Running xfs_repair -n after umount /fs3 gives me
root@judicator:/ > xfs_repair -n /dev/vg02/lvol1
Phase 1 - find and verify superblock...
bad primary superblock - bad magic number !!!
attempting to find secondary superblock...
...........................................................................................................
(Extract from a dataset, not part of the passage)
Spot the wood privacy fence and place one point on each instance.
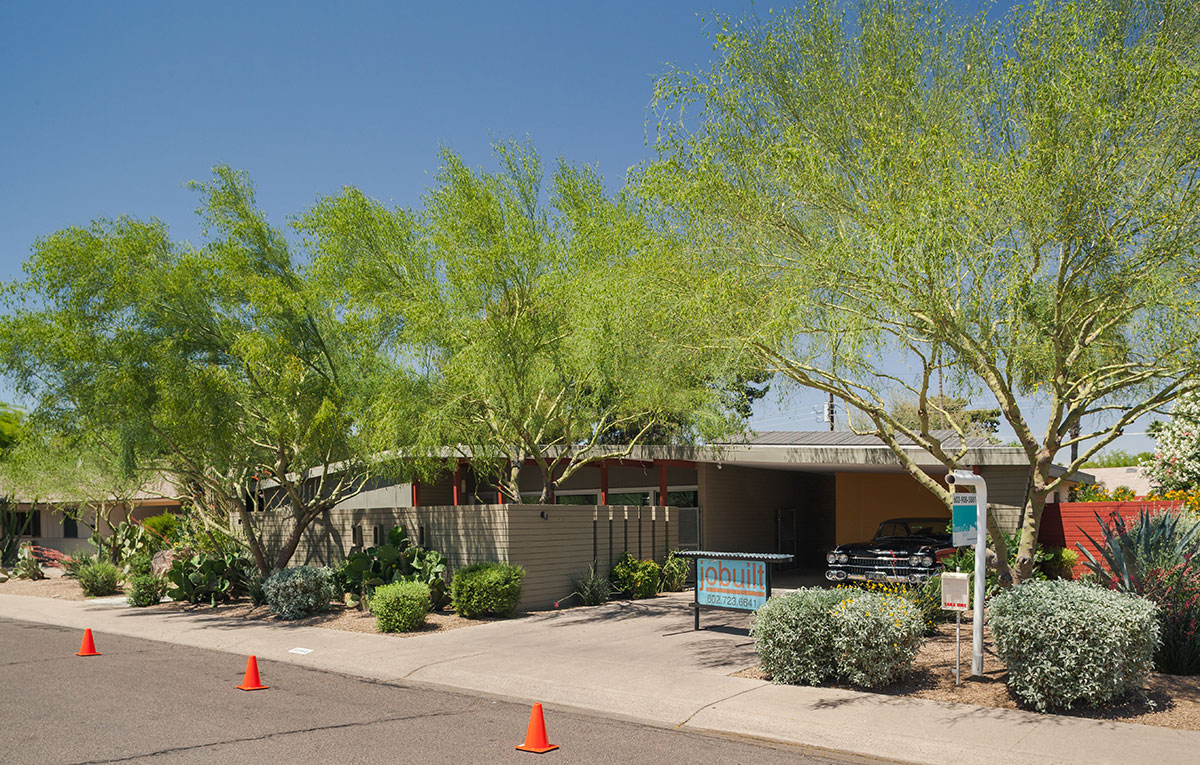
(553, 542)
(1063, 524)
I abortet this and did a reboot.
Now xfs_repair -n shows no errors at all, and
root@judicator:/ > xfs_repair /dev/vg02/lvol1
xfs_repair: warning - cannot set blocksize on block device /dev/vg02/lvol1:
Invalid argument
Phase 1 - find and verify superblock...
Phase 2 - using internal log
- zero log...
- scan filesystem freespace and inode maps...
- found root inode chunk
Phase 3 - for each AG...
- scan and clear agi unlinked lists...
- process known inodes and perform inode discovery...
- agno = 0
- agno = 1
- agno = 2
- agno = 3
- agno = 4
- agno = 5
- agno = 6
- agno = 7
- agno = 8
- agno = 9
- agno = 10
- agno = 11
- agno = 12
- agno = 13
- agno = 14
- agno = 15
- agno = 16
- agno = 17
- agno = 18
- agno = 19
- agno = 20
- agno = 21
- agno = 22
- agno = 23
- agno = 24
- agno = 25
- agno = 26
- agno = 27
- agno = 28
- agno = 29
- agno = 30
- agno = 31
- agno = 32
- agno = 33
- agno = 34
- agno = 35
- agno = 36
- agno = 37
- agno = 38
- process newly discovered inodes...
Phase 4 - check for duplicate blocks...
- setting up duplicate extent list...
- clear lost+found (if it exists) ...
- clearing existing "lost+found" inode
- deleting existing "lost+found" entry
- check for inodes claiming duplicate blocks...
- agno = 0
- agno = 1
- agno = 2
- agno = 3
- agno = 4
- agno = 5
- agno = 6
- agno = 7
- agno = 8
- agno = 9
- agno = 10
- agno = 11
- agno = 12
- agno = 13
- agno = 14
- agno = 15
- agno = 16
- agno = 17
- agno = 18
- agno = 19
- agno = 20
- agno = 21
- agno = 22
- agno = 23
- agno = 24
- agno = 25
- agno = 26
- agno = 27
- agno = 28
- agno = 29
- agno = 30
- agno = 31
- agno = 32
- agno = 33
- agno = 34
- agno = 35
- agno = 36
- agno = 37
- agno = 38
Phase 5 - rebuild AG headers and trees...
- reset superblock...
Phase 6 - check inode connectivity...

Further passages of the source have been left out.